For a software developer, however, wisdom is a much narrower concept that comes from learning from one’s mistakes, from studying what others have done, from learning accepted and proven patterns of good software design. And above all, from being willing to change, endure the pain of mastering something new, and then to be willing to refactor those old patterns and techniques as new and better ones are discovered.

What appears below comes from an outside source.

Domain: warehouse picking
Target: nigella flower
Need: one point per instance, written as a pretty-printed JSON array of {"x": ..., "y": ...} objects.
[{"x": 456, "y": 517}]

Wisdom can mean learning Lean Programming, which teaches us to eliminate wasted effort by focusing on vertical design that only satisfies the needs of business requirements instead of building out entire layers of an application in advance. It can also come from learning to employ Agile development methodologies, most of which promote development iterations, teamwork, collaboration, and process adaptability throughout the life-cycle of the project. Not to forget TDD – Test Driven Development – an integral part of Agile methodology.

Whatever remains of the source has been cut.